Snorre Ytterstad.SQUARED TARGET The National Museum of Norway, Museum of Contemporary Art Oslo, Norway June 24 – September 18
This exhibition at the Museum of Contemporary Art in Oslo is a retrospective of Snorre Ytterstad's (1969) conceptual art works of the last decade. It will run June 24 – September 18.
Snorre Ytterstad's creative approach and playfulness, together with his superb craftsmanship and strange choice of materials, has earned him a unique position among Norwegian artists. The visual artist's works transcend the classical interpretation of sculpture. The technically correct form and complex content of his designed objects, devices and installations clearly reveal his wealth of knowledge about the characteristics of materials
Snorre Ytterstad's creations often begin with something inconspicuous in daily life; objects such as pins, coins and reinforcing rods from an outbuilding serve as starting points for more or less complicated processes.
By seeing big things in small objects, the artists creates, improves, reduces or just repositions objects a bit, removing them from their usual environments and callings. The cardinal changes that are created by the interactivity of poetry and innovative conceptions give the objects new functions and associative lines.

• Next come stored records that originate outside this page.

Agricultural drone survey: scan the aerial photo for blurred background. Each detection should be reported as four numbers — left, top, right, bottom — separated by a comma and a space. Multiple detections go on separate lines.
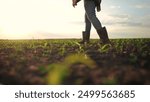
0, 0, 150, 39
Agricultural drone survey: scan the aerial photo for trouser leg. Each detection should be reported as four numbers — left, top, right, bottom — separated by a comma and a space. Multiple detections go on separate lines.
84, 14, 91, 41
79, 13, 91, 44
84, 0, 102, 30
85, 13, 91, 34
84, 0, 110, 44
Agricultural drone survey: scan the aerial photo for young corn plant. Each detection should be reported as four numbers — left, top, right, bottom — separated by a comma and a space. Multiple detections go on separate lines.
45, 53, 96, 85
98, 44, 112, 53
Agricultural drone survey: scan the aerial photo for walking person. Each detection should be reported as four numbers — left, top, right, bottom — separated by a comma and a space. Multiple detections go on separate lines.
72, 0, 111, 44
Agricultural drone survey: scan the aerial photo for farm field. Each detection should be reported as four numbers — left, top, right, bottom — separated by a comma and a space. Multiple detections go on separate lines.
0, 39, 150, 85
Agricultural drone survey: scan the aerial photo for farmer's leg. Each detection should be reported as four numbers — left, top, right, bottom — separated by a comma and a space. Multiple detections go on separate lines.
85, 13, 91, 34
84, 0, 102, 30
84, 0, 110, 44
79, 13, 91, 44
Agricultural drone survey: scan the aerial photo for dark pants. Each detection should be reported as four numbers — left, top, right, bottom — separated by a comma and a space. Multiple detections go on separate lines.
84, 0, 102, 34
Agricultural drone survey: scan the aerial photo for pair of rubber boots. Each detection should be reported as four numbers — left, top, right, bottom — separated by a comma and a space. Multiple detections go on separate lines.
79, 27, 110, 44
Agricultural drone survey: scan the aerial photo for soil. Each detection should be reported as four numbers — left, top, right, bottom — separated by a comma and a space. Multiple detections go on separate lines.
0, 39, 149, 85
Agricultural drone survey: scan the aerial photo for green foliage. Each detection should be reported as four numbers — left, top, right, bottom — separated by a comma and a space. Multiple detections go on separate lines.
47, 64, 68, 85
99, 44, 112, 53
46, 53, 96, 85
74, 42, 85, 53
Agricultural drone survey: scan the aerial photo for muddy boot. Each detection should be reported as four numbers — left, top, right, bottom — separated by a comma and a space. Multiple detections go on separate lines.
96, 27, 111, 44
79, 31, 90, 44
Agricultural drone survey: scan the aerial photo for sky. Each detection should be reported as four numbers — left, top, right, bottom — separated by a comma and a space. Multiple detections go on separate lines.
0, 0, 150, 39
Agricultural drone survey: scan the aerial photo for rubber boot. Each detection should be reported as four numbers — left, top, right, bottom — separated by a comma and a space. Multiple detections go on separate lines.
79, 31, 90, 44
96, 27, 111, 44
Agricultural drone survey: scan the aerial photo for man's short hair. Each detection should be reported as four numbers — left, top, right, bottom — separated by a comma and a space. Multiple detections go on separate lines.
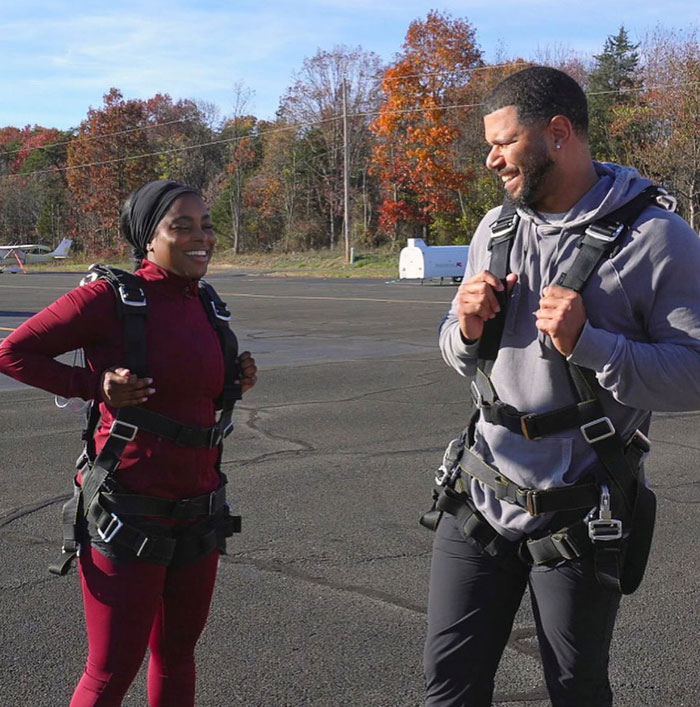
483, 66, 589, 137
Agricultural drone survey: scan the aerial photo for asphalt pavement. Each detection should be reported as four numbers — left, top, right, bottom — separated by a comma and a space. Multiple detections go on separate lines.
0, 270, 698, 706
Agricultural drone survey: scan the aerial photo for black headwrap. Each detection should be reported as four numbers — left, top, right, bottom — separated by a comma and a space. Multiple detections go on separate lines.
120, 180, 198, 268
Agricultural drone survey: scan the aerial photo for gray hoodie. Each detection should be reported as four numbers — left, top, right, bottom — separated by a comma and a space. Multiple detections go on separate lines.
439, 162, 700, 540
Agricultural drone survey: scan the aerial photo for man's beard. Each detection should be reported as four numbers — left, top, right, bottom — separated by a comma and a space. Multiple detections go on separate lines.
508, 146, 555, 210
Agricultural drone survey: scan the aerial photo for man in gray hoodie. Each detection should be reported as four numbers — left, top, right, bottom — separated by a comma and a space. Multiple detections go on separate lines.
424, 66, 700, 706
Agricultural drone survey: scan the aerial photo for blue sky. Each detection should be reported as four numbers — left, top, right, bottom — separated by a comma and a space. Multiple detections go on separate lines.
1, 0, 698, 130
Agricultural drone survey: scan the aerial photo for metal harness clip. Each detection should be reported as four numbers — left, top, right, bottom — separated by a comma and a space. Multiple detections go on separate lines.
109, 419, 139, 442
584, 222, 625, 243
97, 512, 123, 543
580, 417, 615, 444
117, 284, 147, 307
655, 188, 677, 213
210, 300, 231, 322
489, 215, 518, 239
587, 484, 623, 541
435, 464, 450, 486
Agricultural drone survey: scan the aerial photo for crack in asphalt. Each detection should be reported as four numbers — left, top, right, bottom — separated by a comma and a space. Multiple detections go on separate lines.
221, 407, 316, 467
221, 553, 426, 614
0, 495, 70, 529
3, 495, 548, 701
0, 577, 55, 593
247, 373, 445, 412
649, 438, 700, 453
221, 554, 549, 702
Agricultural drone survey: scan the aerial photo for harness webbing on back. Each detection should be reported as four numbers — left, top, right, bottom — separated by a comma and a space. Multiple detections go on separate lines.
431, 187, 669, 594
49, 266, 242, 576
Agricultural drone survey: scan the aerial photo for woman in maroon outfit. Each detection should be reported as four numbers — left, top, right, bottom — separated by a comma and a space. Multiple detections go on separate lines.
0, 181, 257, 706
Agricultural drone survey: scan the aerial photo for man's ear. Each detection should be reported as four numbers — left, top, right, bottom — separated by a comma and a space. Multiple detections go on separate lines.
548, 115, 573, 150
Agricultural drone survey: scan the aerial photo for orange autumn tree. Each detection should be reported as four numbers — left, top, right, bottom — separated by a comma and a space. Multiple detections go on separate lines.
67, 89, 158, 255
370, 11, 483, 247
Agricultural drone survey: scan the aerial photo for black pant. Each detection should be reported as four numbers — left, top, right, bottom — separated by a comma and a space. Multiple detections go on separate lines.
424, 515, 621, 707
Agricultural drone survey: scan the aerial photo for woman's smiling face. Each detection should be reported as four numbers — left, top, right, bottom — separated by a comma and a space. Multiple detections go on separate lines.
147, 193, 215, 280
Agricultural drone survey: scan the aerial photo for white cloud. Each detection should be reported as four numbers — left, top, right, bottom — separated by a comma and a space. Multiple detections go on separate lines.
1, 0, 699, 128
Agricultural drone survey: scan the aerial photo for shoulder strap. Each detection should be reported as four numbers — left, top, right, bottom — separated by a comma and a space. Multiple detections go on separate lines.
198, 280, 242, 441
557, 185, 662, 292
477, 200, 519, 364
81, 264, 149, 378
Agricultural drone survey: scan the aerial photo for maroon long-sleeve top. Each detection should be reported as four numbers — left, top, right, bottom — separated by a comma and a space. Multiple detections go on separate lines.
0, 261, 224, 499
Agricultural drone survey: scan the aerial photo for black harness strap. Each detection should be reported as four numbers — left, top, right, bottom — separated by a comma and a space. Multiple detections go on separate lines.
438, 188, 666, 592
99, 480, 228, 519
198, 280, 242, 444
556, 186, 660, 291
49, 266, 243, 575
476, 200, 519, 364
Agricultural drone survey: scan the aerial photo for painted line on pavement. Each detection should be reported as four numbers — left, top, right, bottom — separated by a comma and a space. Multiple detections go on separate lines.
0, 283, 450, 306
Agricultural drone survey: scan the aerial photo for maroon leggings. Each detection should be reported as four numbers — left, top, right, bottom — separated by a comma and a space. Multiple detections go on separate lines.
69, 545, 219, 707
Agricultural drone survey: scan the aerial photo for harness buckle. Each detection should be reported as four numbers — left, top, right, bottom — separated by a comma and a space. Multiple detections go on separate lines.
584, 222, 625, 243
655, 188, 677, 213
550, 531, 581, 560
80, 269, 100, 286
209, 421, 234, 447
211, 300, 231, 322
109, 419, 139, 442
117, 284, 147, 308
587, 484, 623, 541
208, 490, 220, 515
97, 512, 123, 543
435, 464, 450, 486
489, 214, 518, 239
520, 414, 540, 440
525, 490, 542, 516
470, 380, 487, 408
588, 519, 623, 541
626, 428, 651, 465
580, 417, 615, 444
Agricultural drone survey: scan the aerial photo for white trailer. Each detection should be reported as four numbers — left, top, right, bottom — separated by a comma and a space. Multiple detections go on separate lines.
398, 238, 469, 283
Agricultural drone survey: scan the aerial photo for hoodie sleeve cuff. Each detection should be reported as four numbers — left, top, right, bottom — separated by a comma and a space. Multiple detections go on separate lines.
567, 322, 619, 371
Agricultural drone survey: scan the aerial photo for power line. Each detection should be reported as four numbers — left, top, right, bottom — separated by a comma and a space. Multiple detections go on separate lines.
0, 116, 197, 159
1, 115, 343, 180
3, 62, 692, 165
0, 62, 527, 162
4, 79, 700, 182
376, 60, 531, 83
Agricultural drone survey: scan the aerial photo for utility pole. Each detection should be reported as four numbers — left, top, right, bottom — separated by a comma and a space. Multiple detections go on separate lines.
342, 78, 351, 263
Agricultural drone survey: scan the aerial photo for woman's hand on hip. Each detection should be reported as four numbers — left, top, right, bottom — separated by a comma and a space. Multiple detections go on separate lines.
100, 367, 155, 407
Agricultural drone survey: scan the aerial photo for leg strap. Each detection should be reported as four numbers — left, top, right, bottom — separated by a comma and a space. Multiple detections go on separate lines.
48, 477, 84, 576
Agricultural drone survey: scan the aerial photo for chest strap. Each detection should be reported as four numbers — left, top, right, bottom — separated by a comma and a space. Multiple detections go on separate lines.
111, 406, 233, 449
472, 367, 603, 440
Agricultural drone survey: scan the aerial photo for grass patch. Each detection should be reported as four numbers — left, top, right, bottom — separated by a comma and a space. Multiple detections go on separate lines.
10, 248, 400, 279
214, 248, 399, 278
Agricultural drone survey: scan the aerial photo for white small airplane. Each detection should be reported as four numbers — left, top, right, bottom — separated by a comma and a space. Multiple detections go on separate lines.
0, 238, 73, 266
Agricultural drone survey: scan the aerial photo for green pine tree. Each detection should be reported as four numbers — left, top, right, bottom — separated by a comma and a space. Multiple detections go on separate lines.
588, 26, 641, 161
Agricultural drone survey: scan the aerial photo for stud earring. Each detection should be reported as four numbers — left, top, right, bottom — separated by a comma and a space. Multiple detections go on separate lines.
555, 143, 561, 150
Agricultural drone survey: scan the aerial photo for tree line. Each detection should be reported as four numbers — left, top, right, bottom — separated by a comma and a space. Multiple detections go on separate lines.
1, 13, 699, 259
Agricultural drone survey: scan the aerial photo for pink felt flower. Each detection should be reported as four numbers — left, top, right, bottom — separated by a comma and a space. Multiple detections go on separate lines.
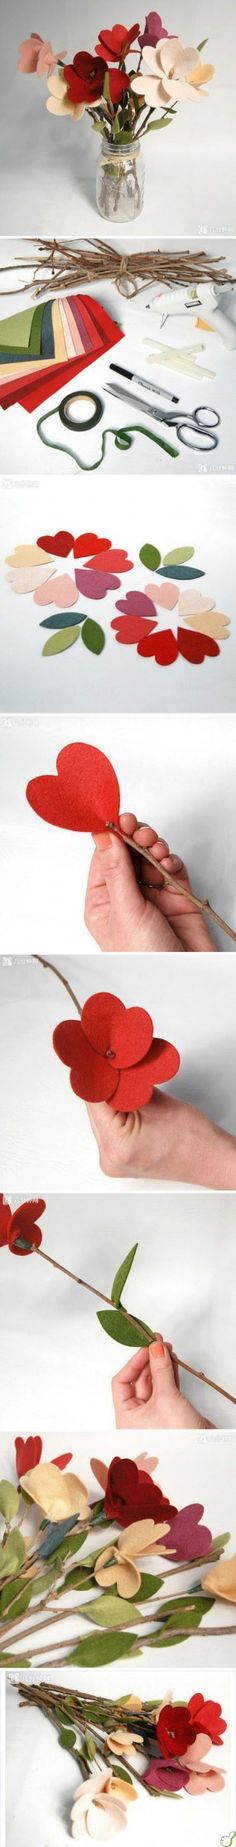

The artist's creations will invite curious visitors of the exhibition to get involved and study the unusual melding of objects. In Ytterstad's weird collection of gadgets, a pin isn't just a practical notion – a closer inspection reveals that it turns, and even more, it rotates 60 times a minute.
Like most of today's artists, Ytterstad takes part in a dialog with art history, gaining inspiration from the dadaism representative Marcel Duchamp's nontraditional works in media art and “readymades”, Alexander Calder's kinetic sculptures and Kazimir Malevich's paintings, thereby unraveling a cosmos of creativeness for himself. In his video installation “Bird in Space”, Ytterstad gives answer to Constantin Brancusi's sculpture of the same name. Ytterstad mixes Brancusi's dense and controlled forms, replacing peace with dynamics and chaos.